RTVI is an open standard that aims to support a wide variety of use cases.

The core functionality of the SDK has a fairly small footprint:

  • Device and media stream management
  • Managing bot configuration
  • Sending angeneric actions to the bot
  • Handling bot messages and responses
  • Managing session state and errors

To connect to a bot, you will need both this SDK and a transport implementation.

It’s also recommended for you to stand up your own server-side endpoints to handle authentication, and passing your bot process secrets (such as service API keys, etc) that would otherwise be compromised on the client.

How can RTVI be used?

A client application can use the RTVI SDK to connect to a bot, send actions, and receive messages.

Clients are multi-modal, in that they can send and receive audio and video data, as well as text.

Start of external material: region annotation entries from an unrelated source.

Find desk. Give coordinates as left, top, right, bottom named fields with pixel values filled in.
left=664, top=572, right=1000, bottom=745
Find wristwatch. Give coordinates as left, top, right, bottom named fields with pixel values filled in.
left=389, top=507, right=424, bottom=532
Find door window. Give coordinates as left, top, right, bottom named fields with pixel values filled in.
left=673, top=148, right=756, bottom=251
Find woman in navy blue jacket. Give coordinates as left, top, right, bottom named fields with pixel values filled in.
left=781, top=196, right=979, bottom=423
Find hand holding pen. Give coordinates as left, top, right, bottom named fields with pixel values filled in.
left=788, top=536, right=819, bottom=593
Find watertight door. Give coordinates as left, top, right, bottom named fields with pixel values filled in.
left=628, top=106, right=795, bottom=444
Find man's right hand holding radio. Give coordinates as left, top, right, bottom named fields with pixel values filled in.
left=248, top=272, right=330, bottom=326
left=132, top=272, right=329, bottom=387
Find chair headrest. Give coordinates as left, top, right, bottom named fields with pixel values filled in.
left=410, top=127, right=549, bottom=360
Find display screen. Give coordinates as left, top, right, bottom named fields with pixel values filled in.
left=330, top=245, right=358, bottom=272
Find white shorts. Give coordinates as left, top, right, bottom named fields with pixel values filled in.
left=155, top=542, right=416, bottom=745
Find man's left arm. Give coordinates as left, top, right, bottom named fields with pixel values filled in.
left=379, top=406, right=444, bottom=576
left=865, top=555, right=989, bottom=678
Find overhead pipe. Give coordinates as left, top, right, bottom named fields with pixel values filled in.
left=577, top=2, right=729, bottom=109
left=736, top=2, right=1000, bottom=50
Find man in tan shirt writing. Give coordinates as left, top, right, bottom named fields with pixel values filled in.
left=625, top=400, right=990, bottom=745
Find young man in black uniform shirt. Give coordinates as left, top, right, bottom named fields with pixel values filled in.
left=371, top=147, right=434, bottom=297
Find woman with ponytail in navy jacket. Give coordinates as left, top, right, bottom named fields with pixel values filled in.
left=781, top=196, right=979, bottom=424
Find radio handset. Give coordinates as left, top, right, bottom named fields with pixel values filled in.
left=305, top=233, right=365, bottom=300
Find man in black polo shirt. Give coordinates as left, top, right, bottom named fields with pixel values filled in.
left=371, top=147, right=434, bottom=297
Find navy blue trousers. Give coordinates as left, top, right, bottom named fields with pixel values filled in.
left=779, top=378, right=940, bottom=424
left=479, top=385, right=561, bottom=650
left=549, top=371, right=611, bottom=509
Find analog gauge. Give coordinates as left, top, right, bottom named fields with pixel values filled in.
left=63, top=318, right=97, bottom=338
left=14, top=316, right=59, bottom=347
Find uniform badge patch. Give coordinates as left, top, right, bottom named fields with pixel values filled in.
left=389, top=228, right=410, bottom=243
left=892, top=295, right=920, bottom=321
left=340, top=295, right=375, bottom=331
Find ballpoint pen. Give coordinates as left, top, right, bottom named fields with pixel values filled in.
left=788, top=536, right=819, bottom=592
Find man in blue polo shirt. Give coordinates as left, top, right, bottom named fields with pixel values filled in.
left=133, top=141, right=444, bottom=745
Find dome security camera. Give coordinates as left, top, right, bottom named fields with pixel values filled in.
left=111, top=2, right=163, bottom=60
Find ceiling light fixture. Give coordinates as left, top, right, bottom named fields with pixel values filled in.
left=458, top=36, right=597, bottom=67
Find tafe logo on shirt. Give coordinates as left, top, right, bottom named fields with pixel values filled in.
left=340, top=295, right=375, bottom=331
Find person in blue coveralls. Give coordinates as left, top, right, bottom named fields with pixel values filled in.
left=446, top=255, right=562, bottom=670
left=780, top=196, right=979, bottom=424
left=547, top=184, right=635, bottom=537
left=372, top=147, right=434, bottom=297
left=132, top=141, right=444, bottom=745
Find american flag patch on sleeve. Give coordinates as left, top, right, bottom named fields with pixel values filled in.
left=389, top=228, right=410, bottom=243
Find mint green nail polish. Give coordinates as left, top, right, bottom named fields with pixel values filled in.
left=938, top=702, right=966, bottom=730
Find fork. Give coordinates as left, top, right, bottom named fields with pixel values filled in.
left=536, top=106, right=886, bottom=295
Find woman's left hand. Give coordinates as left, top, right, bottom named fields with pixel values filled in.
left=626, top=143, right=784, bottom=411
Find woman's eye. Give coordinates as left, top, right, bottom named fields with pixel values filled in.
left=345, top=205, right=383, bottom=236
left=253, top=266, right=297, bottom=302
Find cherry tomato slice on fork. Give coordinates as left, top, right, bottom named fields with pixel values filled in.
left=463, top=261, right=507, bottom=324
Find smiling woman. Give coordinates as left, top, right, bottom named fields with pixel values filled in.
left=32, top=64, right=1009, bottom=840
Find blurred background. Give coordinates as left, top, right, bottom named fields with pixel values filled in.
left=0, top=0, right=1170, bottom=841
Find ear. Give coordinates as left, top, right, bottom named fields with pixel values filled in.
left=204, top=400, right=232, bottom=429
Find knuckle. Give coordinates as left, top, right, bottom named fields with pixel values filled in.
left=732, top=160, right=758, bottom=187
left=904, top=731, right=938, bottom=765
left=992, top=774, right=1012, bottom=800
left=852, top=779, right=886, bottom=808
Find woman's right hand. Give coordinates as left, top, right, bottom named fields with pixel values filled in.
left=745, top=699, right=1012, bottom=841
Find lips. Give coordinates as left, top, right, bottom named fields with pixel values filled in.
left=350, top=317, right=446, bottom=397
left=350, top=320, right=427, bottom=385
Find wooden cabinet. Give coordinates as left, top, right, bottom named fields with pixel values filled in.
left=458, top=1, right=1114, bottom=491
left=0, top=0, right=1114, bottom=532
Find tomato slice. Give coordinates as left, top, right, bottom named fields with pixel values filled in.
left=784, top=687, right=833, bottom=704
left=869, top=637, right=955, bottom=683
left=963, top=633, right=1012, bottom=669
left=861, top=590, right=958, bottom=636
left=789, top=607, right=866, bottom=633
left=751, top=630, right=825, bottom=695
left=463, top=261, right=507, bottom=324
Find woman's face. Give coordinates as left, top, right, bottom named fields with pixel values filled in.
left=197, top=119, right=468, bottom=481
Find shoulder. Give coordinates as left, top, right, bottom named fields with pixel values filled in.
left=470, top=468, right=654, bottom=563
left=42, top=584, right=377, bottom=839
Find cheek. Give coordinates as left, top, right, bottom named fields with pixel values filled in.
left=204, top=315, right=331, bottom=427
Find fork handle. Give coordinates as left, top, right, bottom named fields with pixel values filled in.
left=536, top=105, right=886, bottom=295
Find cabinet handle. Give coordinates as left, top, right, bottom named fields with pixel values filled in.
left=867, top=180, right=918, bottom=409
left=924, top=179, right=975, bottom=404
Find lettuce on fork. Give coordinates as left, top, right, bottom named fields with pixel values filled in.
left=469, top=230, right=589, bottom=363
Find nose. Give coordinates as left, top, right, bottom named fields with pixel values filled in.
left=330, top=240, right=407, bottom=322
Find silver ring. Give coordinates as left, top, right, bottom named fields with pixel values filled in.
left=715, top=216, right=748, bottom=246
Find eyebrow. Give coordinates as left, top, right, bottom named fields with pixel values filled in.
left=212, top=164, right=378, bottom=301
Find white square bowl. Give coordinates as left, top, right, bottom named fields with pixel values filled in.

For real-time streaming use-cases, a client will need to connect via the connect() method, or send single-turn actions via the action() method.

Single-turn actions

Single-turn actions are a way to run inference on your pipeline whilst not in a connected state. A typical use-case for this would be a text-to-text or text-to-voice chatbot, where the user inputs text and receives a response.

Real-time connected use-cases

Connected use-cases require establishing an on-going connection to your pipeline, such as with WebSockets or WebRTC. This is useful for real-time voice and video chatbots, where the user can speak and receive a response in real-time.